Materials and Methods The software tools were developed using the Visual Basic for Applications (VBA) platform contained within ArcMap, a component of ArcGIS 9. ArcObjects is the software development platform for the ArcGIS family of GIS software, and it is based on Microsoft’s Component Object Model (COM). With an understanding of ArcObjects, COM, and the VBA programming language, a third-party programmer can access the basic functionality of the ArcGIS software to customize applications for geospatial data processing. Specifically, the software tools designed in this work were written to automatically manipulate geospatial data layers for an agronomic field, extract appropriate geospatial information from the data layers, and print crop model input files for use with Apollo to make crop model simulations for precision agriculture applications.

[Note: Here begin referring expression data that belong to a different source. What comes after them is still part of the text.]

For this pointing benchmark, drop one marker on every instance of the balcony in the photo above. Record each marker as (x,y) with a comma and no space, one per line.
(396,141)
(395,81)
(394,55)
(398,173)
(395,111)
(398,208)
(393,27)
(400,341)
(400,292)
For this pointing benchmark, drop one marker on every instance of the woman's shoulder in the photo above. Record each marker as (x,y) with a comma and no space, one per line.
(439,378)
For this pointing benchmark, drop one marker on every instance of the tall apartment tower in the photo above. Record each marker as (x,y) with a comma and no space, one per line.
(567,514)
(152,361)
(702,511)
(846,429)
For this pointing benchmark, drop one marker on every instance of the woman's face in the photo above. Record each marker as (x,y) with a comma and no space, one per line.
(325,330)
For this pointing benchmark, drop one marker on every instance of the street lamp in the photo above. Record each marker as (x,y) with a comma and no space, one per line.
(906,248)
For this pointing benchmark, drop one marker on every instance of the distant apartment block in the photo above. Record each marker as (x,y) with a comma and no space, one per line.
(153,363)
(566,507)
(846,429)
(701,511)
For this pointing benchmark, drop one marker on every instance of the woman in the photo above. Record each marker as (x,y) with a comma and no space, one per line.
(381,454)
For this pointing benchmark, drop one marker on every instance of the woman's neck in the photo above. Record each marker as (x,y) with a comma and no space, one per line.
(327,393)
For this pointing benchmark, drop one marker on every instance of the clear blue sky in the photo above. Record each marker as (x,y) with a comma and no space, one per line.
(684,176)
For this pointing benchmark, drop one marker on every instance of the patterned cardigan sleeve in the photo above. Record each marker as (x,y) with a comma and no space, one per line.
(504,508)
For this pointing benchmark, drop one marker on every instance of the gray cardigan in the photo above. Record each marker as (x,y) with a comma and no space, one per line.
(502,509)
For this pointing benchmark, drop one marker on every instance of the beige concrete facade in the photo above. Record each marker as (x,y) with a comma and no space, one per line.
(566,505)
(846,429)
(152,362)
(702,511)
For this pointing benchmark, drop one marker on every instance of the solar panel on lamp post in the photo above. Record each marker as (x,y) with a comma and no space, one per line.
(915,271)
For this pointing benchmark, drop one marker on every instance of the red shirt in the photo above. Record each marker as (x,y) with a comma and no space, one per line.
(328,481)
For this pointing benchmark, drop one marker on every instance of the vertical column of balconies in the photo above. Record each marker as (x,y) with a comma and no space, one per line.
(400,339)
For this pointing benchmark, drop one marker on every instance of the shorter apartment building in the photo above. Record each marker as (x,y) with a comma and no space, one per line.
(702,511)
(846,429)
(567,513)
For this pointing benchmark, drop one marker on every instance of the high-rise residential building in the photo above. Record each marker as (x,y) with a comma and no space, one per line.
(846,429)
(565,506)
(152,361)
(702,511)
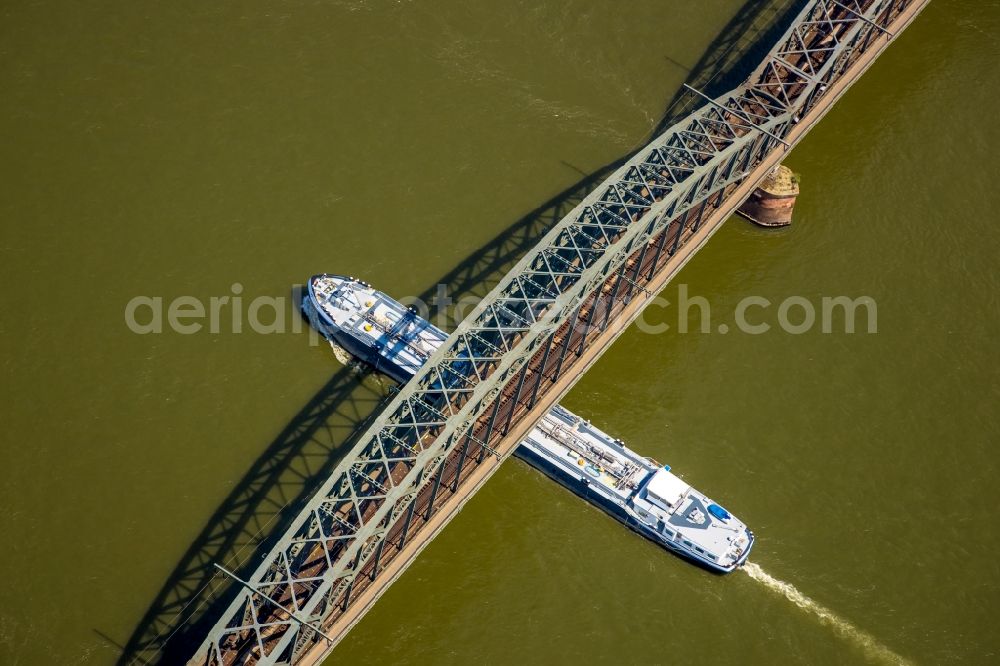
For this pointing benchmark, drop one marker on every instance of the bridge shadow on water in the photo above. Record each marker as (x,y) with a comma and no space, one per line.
(265,501)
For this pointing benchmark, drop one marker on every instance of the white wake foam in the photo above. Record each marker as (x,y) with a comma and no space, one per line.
(868,643)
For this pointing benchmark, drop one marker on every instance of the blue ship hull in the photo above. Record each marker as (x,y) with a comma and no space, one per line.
(381,332)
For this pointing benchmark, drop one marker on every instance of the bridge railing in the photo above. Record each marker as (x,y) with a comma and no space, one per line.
(468,392)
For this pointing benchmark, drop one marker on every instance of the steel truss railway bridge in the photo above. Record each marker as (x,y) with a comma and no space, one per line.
(545,323)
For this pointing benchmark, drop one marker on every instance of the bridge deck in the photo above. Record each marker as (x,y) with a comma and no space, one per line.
(819,58)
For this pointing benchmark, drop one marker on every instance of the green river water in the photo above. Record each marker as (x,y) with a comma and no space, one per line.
(176,149)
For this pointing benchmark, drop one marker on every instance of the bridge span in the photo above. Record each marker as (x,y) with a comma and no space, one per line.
(532,337)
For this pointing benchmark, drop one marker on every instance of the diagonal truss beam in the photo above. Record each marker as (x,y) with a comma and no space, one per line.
(314,565)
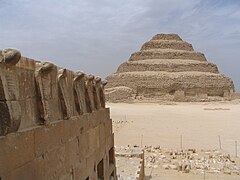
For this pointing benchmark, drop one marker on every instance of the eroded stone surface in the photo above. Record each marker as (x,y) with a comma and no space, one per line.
(168,68)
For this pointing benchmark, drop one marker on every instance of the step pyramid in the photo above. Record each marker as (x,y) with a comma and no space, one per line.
(168,68)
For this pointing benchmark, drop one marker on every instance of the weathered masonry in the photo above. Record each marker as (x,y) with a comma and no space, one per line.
(53,123)
(168,68)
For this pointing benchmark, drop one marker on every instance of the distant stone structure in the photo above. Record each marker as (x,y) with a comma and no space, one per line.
(53,122)
(168,68)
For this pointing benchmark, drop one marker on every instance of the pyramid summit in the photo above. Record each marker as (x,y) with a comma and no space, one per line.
(168,68)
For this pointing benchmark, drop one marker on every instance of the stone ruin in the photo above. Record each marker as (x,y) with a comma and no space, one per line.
(168,68)
(53,122)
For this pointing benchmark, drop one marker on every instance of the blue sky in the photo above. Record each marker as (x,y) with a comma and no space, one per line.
(97,35)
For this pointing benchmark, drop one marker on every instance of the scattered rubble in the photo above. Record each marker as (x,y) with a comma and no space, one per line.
(191,160)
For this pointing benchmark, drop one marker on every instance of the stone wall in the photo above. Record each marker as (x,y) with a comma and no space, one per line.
(53,122)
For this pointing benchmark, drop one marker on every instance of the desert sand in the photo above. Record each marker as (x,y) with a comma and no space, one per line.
(163,124)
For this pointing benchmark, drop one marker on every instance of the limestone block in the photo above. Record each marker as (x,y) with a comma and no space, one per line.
(26,171)
(89,93)
(80,91)
(16,150)
(65,83)
(48,92)
(102,94)
(97,92)
(47,138)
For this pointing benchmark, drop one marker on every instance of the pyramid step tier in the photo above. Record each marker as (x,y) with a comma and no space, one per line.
(167,54)
(167,37)
(167,44)
(169,65)
(191,83)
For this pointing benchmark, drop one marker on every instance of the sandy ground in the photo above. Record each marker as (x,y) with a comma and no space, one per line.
(199,124)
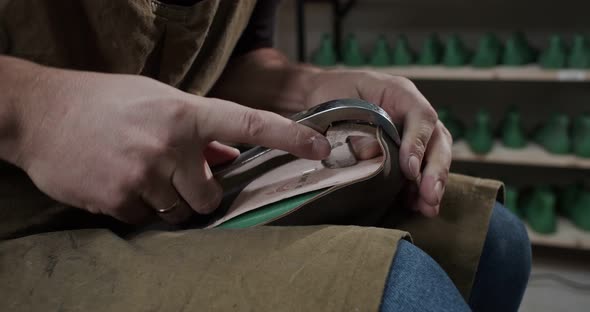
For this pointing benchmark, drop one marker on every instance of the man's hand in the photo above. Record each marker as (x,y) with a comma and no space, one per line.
(127,145)
(425,154)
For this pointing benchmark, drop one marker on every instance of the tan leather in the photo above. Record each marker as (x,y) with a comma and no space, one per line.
(57,257)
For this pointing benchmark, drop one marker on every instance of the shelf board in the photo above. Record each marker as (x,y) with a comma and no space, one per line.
(567,236)
(531,155)
(500,73)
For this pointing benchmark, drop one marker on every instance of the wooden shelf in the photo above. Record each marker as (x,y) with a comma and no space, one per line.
(567,236)
(500,73)
(531,155)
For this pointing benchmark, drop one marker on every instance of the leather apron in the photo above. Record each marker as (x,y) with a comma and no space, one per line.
(55,257)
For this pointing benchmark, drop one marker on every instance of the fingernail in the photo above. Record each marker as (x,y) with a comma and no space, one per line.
(237,151)
(321,146)
(414,164)
(438,191)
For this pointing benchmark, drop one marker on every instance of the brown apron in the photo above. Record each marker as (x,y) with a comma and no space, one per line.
(57,257)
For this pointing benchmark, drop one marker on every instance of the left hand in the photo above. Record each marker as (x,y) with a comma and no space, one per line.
(425,153)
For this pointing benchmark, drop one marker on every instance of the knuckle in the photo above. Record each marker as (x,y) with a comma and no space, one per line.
(429,115)
(254,123)
(177,109)
(137,177)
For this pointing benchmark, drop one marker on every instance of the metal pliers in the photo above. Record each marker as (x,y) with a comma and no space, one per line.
(336,119)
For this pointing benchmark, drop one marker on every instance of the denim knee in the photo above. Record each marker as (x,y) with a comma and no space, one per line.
(504,266)
(417,283)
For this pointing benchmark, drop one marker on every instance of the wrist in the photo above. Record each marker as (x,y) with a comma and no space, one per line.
(19,86)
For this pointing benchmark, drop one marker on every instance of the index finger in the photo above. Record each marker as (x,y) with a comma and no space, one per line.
(227,121)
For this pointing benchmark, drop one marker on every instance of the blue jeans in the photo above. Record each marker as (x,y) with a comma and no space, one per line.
(417,283)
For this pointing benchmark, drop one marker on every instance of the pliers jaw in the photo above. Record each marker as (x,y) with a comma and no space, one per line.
(346,117)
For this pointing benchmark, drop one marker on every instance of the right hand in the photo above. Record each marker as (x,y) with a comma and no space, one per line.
(125,145)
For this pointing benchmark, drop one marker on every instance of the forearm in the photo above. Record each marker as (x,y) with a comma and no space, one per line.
(265,79)
(23,89)
(16,76)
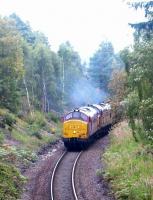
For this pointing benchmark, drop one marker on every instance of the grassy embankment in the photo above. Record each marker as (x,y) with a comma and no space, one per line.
(129,166)
(20,139)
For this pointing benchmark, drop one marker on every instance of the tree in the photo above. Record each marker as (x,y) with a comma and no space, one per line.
(101,65)
(72,70)
(11,64)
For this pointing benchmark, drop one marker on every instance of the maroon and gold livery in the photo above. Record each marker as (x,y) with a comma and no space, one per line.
(82,125)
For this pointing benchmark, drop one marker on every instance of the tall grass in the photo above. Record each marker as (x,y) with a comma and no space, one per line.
(129,166)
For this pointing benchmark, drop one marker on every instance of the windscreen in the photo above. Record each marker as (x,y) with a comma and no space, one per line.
(76,115)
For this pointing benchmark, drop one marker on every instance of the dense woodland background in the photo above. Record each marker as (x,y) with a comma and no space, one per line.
(33,77)
(37,85)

Crop Growth Models The DSSAT crop growth models are a series of computer programs that simulate growth, development, and yield for a variety of crop species. Typical crop models utilize carbon, nitrogen, and water balance principles to simulate the processes that occur during the growth and development of plants within an agricultural system. Model simulations occur over homogeneous areas on a daily time step. Inputs required for model execution include management practices (plant genetics, plant population, row spacing, planting and harvest dates, and fertilizer application amounts and dates), environmental factors (soil type, drained upper limit, lower limit, saturated hydraulic conductivity), and weather conditions (daily minimum and maximum temperature, solar radiation, and precipitation). Because crop models operate over homogeneous areas, model simulations in the context of precision agriculture must be 2
executed independently for each management zone across the field. Given that many attributes of agricultural systems display observable spatial variability, model inputs can potentially be unique for each management zone. Since agricultural fields can be divided into hundreds or thousands of management zones, the use of crop models for precision agriculture applications can be hampered by the time commitment required to manage geospatial data and develop the appropriate input files for independent model simulations within each zone.
Apollo In spite of the time commitment for manual processing of geospatial data, the output of crop model simulations has been useful for answering questions in regards to precision management of crop production inputs. For this reason, researchers at Iowa State University have recently developed a new decision support software called Apollo (Batchelor et al., 2004). Apollo is a Visual Basic application that interfaces with the DSSAT crop models to automate model simulations for solving various problems in precision agriculture. Apollo can be used for calibration and validation of the DSSAT crop models on the sub-field-level scale. Up to ten model input parameters can be optimized automatically for several hundred management zones. To calibrate the model, an optimization algorithm has been implemented to solve for the parameter set that minimizes root mean squared error between measured and simulated yield in each management zone. The software utilizes the model calibration results in each zone to generate nitrogen and plant population prescriptions, to forecast yields, and to explain the causes of yield spatial variability across agricultural fields.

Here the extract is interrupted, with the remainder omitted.